In a Forum Research poll of 1,045 Torontonians conducted Tuesday, 60 per cent favoured the undeclared NDP MP Chow.
That compares to just 33 per cent for the sitting mayor and 7 per cent who don’t know who they’d vote for in a hypothetical head-to-head mayoral matchup. The gap appears to be widening. A late January Forum poll had Chow at 52 per cent and Ford at 40 per cent.
Last October, it was Chow 49 per cent vs. Ford 34 per cent, and last June it was Chow 58 per cent vs. Ford 34 per cent.
The margin of error of the new poll is plus or minus 5 per cent 19 times out of 20.
In the head-to-head comparison, Chow’s support was highest in Toronto-East York (74 per cent) and lowest in Scarborough (45 per cent).
Ford had 47 per cent support in Scarborough but a measly 18 per cent in Toronto-East York.

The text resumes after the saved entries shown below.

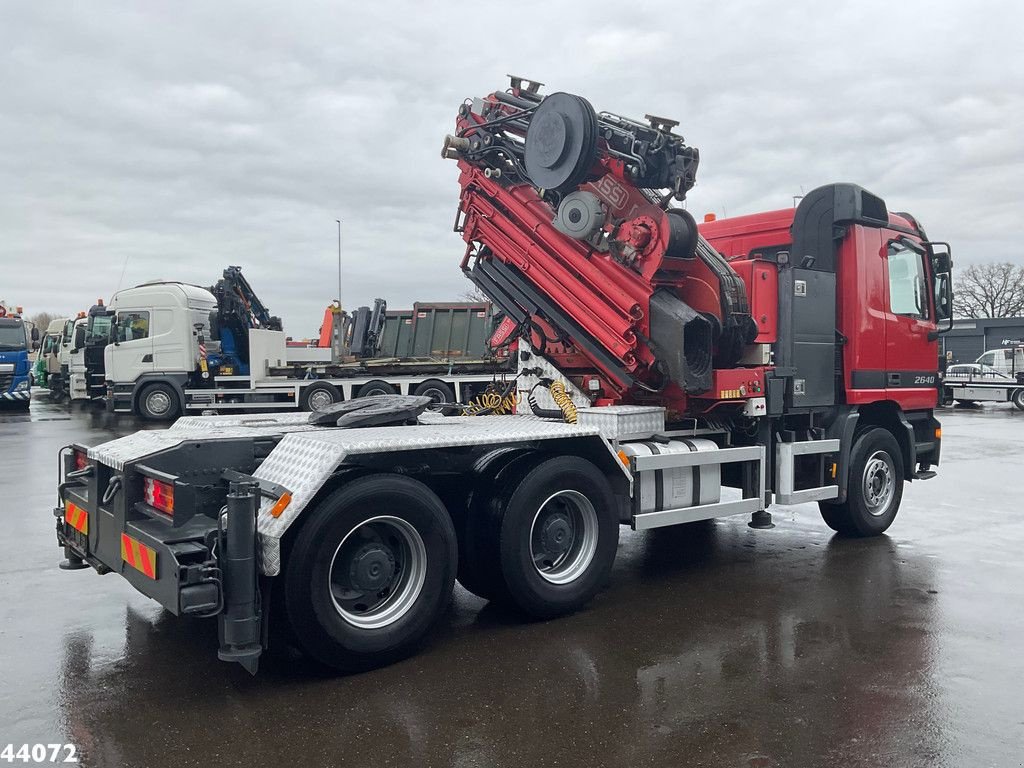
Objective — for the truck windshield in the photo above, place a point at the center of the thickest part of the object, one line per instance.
(12, 336)
(99, 330)
(907, 289)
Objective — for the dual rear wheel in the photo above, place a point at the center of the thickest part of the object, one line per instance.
(372, 569)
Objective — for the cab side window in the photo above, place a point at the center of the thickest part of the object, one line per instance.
(133, 326)
(907, 286)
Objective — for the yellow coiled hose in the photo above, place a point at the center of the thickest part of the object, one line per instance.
(492, 403)
(562, 399)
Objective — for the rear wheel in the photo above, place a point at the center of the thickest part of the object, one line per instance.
(370, 572)
(318, 395)
(875, 488)
(436, 390)
(1018, 398)
(377, 387)
(550, 538)
(159, 402)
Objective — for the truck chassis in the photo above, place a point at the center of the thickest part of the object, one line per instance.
(352, 539)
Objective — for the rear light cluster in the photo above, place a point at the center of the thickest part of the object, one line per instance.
(159, 495)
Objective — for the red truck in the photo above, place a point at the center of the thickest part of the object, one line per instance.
(666, 374)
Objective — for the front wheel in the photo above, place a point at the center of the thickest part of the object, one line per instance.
(318, 395)
(159, 402)
(371, 572)
(875, 487)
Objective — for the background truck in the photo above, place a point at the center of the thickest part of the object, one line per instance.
(667, 377)
(182, 348)
(997, 376)
(17, 341)
(47, 360)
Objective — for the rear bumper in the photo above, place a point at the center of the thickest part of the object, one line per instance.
(174, 566)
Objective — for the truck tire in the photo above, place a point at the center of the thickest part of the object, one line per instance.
(370, 572)
(875, 487)
(318, 395)
(159, 401)
(436, 390)
(558, 536)
(376, 387)
(1018, 398)
(478, 523)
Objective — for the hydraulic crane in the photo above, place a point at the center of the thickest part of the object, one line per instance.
(239, 309)
(573, 228)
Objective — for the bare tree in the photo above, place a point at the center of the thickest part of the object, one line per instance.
(993, 290)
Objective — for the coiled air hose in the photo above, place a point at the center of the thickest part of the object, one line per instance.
(566, 409)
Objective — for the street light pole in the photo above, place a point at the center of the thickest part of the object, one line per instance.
(339, 262)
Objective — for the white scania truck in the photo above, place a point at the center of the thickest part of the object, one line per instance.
(168, 355)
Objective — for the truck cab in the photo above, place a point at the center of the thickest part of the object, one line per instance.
(47, 360)
(15, 346)
(156, 332)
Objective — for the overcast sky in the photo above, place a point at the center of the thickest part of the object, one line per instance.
(185, 136)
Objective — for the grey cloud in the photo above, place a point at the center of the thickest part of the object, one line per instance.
(188, 136)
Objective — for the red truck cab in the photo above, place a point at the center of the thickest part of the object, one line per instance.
(858, 287)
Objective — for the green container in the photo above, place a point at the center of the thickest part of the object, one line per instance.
(441, 331)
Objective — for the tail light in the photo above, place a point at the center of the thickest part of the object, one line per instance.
(159, 495)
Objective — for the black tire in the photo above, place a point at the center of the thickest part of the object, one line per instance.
(479, 527)
(377, 387)
(313, 585)
(436, 390)
(876, 470)
(159, 401)
(318, 395)
(577, 500)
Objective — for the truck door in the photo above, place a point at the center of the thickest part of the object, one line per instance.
(911, 358)
(131, 354)
(172, 341)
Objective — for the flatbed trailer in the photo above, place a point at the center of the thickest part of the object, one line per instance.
(194, 515)
(983, 388)
(308, 387)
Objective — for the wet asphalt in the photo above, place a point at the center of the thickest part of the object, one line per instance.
(713, 645)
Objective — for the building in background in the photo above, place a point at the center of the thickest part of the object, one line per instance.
(971, 338)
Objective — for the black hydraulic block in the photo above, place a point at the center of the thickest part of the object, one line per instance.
(240, 621)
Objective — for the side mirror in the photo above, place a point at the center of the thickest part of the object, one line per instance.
(943, 304)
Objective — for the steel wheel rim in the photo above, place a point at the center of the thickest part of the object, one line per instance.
(158, 402)
(437, 395)
(879, 482)
(563, 537)
(363, 591)
(321, 399)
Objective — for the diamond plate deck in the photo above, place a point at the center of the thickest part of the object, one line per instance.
(306, 456)
(303, 462)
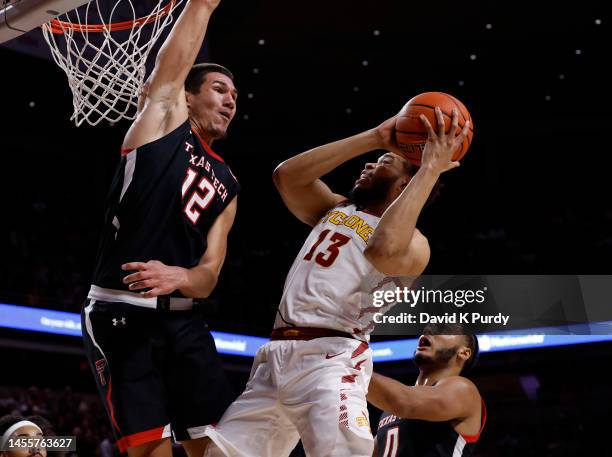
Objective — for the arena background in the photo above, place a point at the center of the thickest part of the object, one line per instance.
(531, 197)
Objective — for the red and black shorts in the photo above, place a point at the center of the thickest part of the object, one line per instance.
(158, 371)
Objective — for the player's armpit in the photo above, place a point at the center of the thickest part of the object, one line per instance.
(162, 105)
(202, 278)
(375, 451)
(308, 202)
(409, 263)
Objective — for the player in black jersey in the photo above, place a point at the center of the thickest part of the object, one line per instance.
(169, 211)
(442, 415)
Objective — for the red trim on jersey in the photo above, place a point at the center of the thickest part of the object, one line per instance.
(136, 439)
(360, 350)
(109, 401)
(372, 213)
(207, 147)
(483, 420)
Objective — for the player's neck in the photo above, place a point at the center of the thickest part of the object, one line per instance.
(379, 208)
(431, 377)
(202, 133)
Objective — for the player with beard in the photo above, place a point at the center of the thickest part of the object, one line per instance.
(310, 381)
(442, 415)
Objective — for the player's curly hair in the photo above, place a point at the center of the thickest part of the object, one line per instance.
(198, 73)
(9, 420)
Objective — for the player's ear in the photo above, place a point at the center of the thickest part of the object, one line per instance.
(465, 353)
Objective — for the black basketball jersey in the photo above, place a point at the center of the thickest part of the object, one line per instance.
(163, 200)
(398, 437)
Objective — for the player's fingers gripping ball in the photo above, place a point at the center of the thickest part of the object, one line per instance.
(411, 134)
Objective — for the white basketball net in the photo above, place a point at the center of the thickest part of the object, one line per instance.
(105, 72)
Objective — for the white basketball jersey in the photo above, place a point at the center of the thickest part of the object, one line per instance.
(330, 284)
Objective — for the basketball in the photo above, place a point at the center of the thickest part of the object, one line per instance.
(410, 132)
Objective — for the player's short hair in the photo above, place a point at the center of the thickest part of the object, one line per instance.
(198, 73)
(8, 421)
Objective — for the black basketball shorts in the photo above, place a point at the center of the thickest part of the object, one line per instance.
(158, 371)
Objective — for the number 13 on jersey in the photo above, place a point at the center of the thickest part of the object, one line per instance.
(327, 256)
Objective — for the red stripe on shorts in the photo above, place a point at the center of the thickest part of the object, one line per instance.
(136, 439)
(360, 350)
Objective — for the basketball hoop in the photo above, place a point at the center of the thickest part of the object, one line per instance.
(105, 60)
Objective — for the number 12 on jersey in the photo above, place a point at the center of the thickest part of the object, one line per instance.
(326, 257)
(200, 198)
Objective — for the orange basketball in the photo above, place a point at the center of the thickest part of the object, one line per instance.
(410, 131)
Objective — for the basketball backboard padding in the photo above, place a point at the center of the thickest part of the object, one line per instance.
(20, 16)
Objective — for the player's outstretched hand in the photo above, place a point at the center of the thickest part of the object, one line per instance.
(440, 146)
(159, 278)
(385, 134)
(212, 4)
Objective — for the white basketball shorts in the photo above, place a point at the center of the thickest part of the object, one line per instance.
(314, 390)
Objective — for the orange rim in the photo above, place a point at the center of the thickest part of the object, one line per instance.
(58, 26)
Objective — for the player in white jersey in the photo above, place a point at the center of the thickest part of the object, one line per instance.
(311, 380)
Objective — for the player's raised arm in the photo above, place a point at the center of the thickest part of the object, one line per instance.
(162, 106)
(298, 178)
(451, 398)
(396, 247)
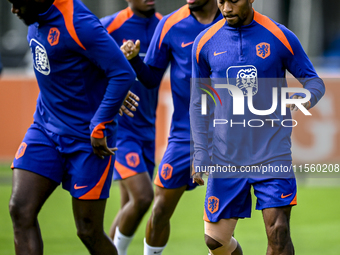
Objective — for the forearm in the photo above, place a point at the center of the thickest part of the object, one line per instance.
(149, 76)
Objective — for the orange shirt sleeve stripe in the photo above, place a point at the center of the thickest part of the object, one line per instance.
(158, 15)
(124, 171)
(95, 192)
(98, 130)
(120, 19)
(205, 216)
(157, 181)
(66, 9)
(273, 28)
(206, 37)
(294, 201)
(181, 14)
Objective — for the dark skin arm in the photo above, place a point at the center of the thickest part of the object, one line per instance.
(99, 146)
(129, 105)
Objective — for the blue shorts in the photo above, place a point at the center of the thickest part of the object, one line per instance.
(231, 198)
(175, 168)
(134, 157)
(67, 161)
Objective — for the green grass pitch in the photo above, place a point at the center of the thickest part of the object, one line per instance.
(315, 223)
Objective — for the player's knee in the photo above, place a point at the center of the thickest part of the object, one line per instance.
(211, 243)
(160, 214)
(21, 214)
(278, 236)
(143, 202)
(85, 232)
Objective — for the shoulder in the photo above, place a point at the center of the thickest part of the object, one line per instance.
(284, 35)
(204, 37)
(107, 20)
(115, 21)
(170, 20)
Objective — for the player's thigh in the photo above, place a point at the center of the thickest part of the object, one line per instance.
(166, 200)
(38, 154)
(88, 177)
(88, 214)
(29, 193)
(37, 170)
(130, 159)
(124, 195)
(227, 198)
(275, 192)
(138, 186)
(174, 170)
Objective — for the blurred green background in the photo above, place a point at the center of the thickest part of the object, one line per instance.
(315, 222)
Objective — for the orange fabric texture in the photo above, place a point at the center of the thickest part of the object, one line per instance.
(181, 14)
(66, 9)
(157, 181)
(206, 37)
(158, 15)
(124, 171)
(98, 130)
(273, 28)
(120, 19)
(95, 192)
(205, 216)
(294, 201)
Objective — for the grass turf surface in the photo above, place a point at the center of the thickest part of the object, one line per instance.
(315, 223)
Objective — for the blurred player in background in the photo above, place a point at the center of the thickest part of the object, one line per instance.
(135, 158)
(0, 66)
(247, 47)
(172, 43)
(83, 78)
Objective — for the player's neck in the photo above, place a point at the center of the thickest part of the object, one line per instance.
(207, 14)
(146, 14)
(45, 5)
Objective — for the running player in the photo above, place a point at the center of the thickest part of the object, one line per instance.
(83, 78)
(135, 158)
(246, 49)
(172, 43)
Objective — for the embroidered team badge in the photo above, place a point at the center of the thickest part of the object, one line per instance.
(213, 204)
(166, 172)
(132, 159)
(21, 150)
(263, 50)
(40, 58)
(243, 77)
(53, 36)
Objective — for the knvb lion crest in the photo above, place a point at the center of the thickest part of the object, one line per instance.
(263, 50)
(53, 36)
(246, 77)
(132, 159)
(166, 172)
(21, 150)
(213, 204)
(40, 58)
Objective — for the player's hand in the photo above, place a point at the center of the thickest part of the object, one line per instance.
(293, 107)
(100, 148)
(130, 49)
(129, 105)
(197, 177)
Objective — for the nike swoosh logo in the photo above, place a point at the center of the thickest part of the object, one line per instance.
(219, 53)
(186, 44)
(79, 187)
(282, 196)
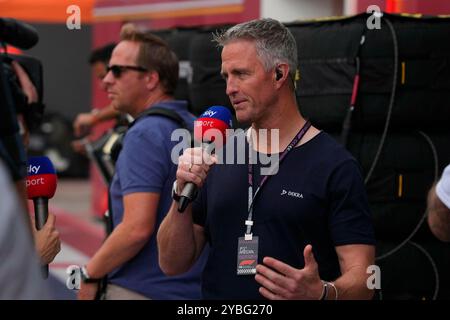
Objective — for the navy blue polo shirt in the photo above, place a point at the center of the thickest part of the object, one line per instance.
(317, 197)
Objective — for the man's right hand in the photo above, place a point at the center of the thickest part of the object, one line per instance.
(47, 240)
(193, 166)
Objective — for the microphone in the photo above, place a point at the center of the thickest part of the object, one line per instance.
(41, 186)
(18, 34)
(211, 125)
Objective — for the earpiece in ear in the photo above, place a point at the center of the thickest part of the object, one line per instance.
(278, 74)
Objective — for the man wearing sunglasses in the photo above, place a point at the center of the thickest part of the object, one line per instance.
(142, 74)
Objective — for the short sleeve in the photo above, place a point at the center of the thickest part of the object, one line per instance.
(350, 221)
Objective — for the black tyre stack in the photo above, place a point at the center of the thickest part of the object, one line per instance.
(398, 131)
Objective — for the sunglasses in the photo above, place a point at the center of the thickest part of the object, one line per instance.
(117, 70)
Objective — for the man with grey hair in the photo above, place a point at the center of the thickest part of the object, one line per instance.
(303, 233)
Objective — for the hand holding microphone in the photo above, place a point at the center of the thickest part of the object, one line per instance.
(41, 186)
(194, 164)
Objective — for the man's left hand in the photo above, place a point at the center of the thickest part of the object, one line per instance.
(280, 281)
(88, 291)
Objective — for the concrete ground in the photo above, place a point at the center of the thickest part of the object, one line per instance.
(81, 232)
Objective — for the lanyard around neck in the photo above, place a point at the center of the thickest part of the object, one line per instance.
(251, 196)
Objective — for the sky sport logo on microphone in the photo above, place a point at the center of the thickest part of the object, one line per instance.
(212, 131)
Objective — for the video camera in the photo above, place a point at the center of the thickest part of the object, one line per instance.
(13, 101)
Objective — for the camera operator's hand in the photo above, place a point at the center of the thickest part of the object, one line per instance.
(47, 240)
(27, 86)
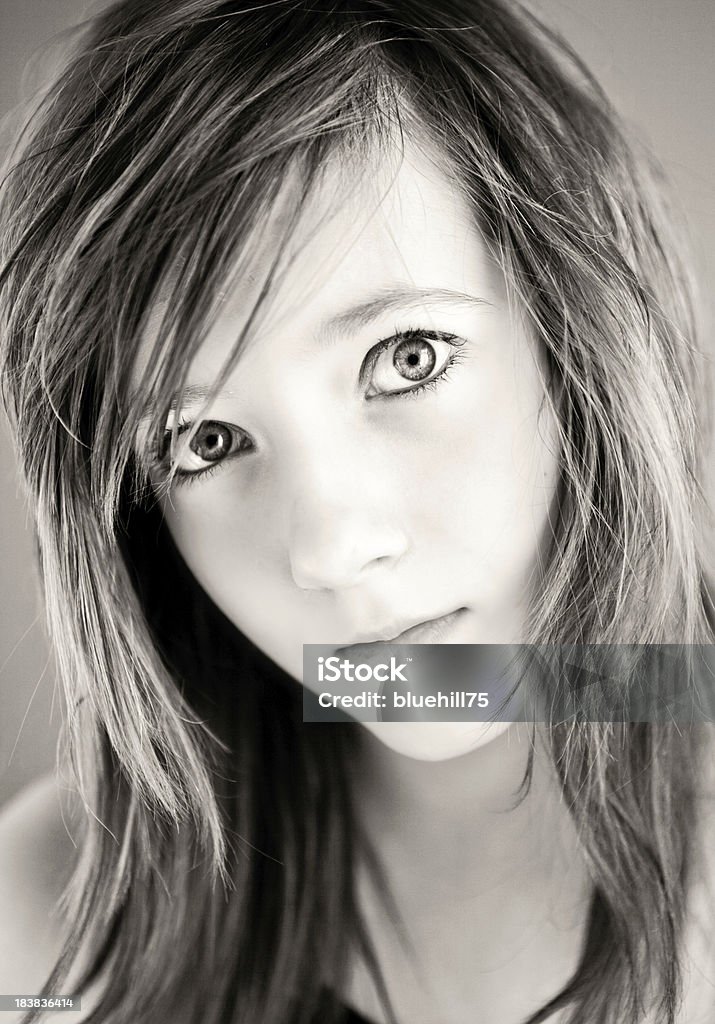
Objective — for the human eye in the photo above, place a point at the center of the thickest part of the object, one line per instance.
(212, 443)
(410, 361)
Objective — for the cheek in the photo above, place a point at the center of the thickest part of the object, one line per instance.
(492, 486)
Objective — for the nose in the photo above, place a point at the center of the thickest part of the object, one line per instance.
(335, 542)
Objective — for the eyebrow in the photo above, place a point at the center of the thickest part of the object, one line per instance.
(391, 299)
(358, 316)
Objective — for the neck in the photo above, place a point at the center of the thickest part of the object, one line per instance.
(460, 823)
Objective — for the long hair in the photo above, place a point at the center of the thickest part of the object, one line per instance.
(213, 812)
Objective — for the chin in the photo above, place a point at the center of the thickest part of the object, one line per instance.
(435, 740)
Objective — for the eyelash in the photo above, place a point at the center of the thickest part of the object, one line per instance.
(185, 478)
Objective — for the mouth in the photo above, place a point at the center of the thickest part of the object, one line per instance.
(428, 631)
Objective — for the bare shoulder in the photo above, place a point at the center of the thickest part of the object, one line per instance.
(37, 855)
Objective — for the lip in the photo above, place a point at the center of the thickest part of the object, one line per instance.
(426, 631)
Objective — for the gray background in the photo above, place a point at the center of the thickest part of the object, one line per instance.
(655, 58)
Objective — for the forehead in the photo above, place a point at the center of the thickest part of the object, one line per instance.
(401, 227)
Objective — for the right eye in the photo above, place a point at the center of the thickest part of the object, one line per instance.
(212, 443)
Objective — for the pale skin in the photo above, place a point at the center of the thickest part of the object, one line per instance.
(351, 512)
(348, 512)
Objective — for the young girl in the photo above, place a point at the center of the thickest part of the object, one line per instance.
(332, 324)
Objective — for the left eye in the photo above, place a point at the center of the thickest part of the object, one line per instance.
(212, 443)
(408, 359)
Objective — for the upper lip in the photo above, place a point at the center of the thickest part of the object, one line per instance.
(392, 633)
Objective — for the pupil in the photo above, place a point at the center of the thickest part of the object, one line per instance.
(415, 359)
(211, 442)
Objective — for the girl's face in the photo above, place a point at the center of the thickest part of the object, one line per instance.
(380, 456)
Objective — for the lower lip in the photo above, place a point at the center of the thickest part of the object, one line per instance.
(432, 632)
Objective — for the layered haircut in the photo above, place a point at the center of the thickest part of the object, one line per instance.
(215, 876)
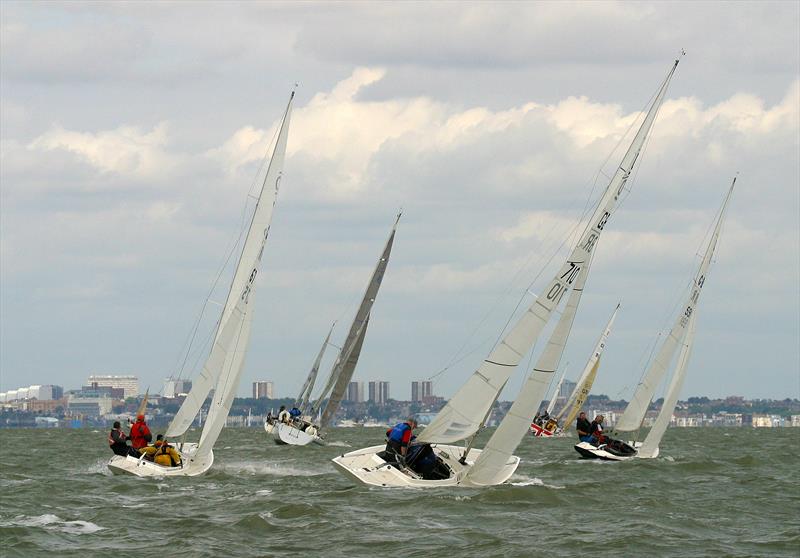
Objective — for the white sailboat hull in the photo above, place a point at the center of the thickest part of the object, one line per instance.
(286, 434)
(365, 466)
(127, 465)
(588, 451)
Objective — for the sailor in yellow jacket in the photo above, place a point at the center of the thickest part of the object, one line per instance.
(167, 456)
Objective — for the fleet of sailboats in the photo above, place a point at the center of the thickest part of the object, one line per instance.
(223, 367)
(305, 429)
(465, 414)
(451, 434)
(681, 335)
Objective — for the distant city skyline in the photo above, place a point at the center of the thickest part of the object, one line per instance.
(122, 192)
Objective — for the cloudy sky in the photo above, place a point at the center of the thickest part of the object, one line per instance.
(131, 134)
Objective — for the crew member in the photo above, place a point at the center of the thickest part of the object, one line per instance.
(150, 451)
(596, 429)
(584, 427)
(167, 456)
(140, 433)
(117, 440)
(400, 436)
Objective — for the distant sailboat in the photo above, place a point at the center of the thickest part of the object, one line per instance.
(681, 335)
(305, 430)
(465, 414)
(555, 425)
(223, 367)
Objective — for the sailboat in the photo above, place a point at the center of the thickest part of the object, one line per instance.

(Margins of error are higher when results are broken down by region.)
In a hypothetical four-way mayoral contest held now, Chow would win with 43 per cent support compared with 32 per cent for Ford, 13 per cent for Councillor Adam Vaughan and 7 per cent for transit advocate Sarah Thomson, the poll found.
Another combination tested had Chow winning with 47 per cent to Ford’s 32 per cent, Councillor Shelley Carroll’s 8 per cent and Thomson’s 6 per cent.
Perhaps surprisingly, when Forum asked Torontonians how they would vote in a Ford-Thomson contest — not long after Thomson accused Ford of grabbing her buttock during a party photo-op — Thomson was within striking distance, at 36 per cent compared with Ford’s 41 per cent. Chow, who has held many Toronto media events as her party’s transit and infrastructure critic, recently admitted she is “considering” running for mayor of Toronto. Laschinger, a veteran who has run campaigns for politicians on the left and the right, is rumoured to have been approached by those close to Chow. “I think she’s got a lot of strong qualities,” he said, again refusing to confirm or deny any such approaches. “She’s proved that she knows how to work with people, which is a weakness of the current incumbent. I think she would bring a touch of class and dignity to the office. “I think she’d be, according to the polls, a reasonably solid candidate.”